"So, white-face!" he taunted. "Art recovered from thy madness?"

"Ha, fair Julia, how art thou?" Nicanor greeted him imperturbably, so that Hito cursed him. For word of Hito's dance had spread, and even his lords had laughed at him.

"Oh, ay, I remember!" he snarled. "This is to teach thee not to call thy betters names. Were it not for thy insubordination, I should have cancelled thy sentence to the mines. It is not well to laugh at Hito! I have a doubt in my mind that thou wert not so mad as it seemed."

"I have no doubt in mine that I was not so mad as thou," said Nicanor, with all cheerfulness.

Hito glared, and Wardo mounted and made haste to get his party under way. His assistant snapped the chains on Nicanor's wrists which bound him to his fellows, and got on his own horse. They went out through the gate, opened by a sleepy porter, and took the road.

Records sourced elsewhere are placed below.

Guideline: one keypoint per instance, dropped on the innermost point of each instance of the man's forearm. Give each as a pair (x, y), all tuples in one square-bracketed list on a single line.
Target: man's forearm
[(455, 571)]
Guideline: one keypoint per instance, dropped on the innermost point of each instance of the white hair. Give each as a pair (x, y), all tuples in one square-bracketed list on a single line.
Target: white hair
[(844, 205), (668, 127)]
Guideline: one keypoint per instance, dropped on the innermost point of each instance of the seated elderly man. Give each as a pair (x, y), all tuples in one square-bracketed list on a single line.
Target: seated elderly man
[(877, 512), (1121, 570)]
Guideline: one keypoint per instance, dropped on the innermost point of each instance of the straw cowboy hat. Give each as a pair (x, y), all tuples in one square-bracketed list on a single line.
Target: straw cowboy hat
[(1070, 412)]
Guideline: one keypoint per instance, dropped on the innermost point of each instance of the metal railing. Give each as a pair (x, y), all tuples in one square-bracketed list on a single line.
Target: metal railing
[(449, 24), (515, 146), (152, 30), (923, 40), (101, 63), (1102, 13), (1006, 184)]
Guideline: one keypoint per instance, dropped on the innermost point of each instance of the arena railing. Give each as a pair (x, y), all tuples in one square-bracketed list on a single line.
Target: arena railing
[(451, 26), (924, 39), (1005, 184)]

All through that night they plodded steadily. Once a horseman overtook them, riding furiously; shouted something which none could catch, and was gone in darkness. Their road led them over the downs and through the heather by the little station of Bibracte to Calleva, where four roads joined; and on through the level and open country around Corinium, where, to south and west, among shaded groves, they caught glimpses of palaces and stately homes. So, in time, they came to the scarred hills of the great iron district of the west.

At each station where they stopped for rest and refreshment on their three days' journey, Wardo was taken aside by strangers, who talked earnestly. "The state of the country," he told his men, with his tongue in his cheek. Most of these strangers were fair-skinned Saxons, like himself; indeed, the number of these was significant. Wardo, coming from the south, had to tell what he knew of recent happenings there. This was not much; his interlocutors, it would seem, knew more than he. Especially did they inquire to whom he belonged, and what he was doing with his charges.

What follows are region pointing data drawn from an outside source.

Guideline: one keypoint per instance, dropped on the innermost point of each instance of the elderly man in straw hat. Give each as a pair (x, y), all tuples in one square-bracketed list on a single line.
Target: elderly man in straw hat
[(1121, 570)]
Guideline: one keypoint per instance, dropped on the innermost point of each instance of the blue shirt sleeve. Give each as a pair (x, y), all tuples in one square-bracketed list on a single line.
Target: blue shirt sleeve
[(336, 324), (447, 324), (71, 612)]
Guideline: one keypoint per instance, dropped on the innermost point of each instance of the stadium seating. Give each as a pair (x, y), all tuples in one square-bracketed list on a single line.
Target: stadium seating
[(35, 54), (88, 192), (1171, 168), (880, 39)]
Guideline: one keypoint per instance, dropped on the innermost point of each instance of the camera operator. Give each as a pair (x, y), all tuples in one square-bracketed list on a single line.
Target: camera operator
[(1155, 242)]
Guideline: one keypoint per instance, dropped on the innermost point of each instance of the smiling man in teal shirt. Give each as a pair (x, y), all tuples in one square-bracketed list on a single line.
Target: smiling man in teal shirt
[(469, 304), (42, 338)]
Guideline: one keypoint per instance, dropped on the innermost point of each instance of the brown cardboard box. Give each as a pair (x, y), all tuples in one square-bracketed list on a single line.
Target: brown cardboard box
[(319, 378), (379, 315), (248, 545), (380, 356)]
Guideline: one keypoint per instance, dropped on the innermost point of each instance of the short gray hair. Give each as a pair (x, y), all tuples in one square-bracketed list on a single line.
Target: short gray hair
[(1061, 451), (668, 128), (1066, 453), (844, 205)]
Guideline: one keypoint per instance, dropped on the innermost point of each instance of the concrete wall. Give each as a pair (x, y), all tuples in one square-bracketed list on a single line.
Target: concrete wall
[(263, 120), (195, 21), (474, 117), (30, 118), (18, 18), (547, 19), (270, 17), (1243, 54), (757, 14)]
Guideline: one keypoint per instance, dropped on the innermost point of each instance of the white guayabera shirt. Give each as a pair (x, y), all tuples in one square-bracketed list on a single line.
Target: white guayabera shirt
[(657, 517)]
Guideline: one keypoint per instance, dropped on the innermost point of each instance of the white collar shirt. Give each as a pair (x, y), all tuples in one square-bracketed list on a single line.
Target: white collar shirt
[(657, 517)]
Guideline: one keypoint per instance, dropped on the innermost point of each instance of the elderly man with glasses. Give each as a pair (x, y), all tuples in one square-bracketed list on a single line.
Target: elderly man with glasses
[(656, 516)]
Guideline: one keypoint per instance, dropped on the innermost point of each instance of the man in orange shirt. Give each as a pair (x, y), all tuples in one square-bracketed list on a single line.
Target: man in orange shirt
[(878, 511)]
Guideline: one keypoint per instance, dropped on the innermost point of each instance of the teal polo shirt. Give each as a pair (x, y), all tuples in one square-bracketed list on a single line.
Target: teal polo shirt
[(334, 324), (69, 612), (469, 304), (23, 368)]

They crossed the Sabrina in a flat-bottomed barge, and were in Britannia Secunda, the ancient country of the Silures. Here, from Uriconium to Glevum on the Sabrina, and south to Leucarum on the Via Julia, were scattered the iron mines from which their owners drew inexhaustible wealth. The one controlled by Eudemius lay five Roman miles west of the river, and was reckoned one of the largest and richest in the section. In it were said to be employed over five hundred men, mostly prisoners from the various estates of Eudemius, and overseers.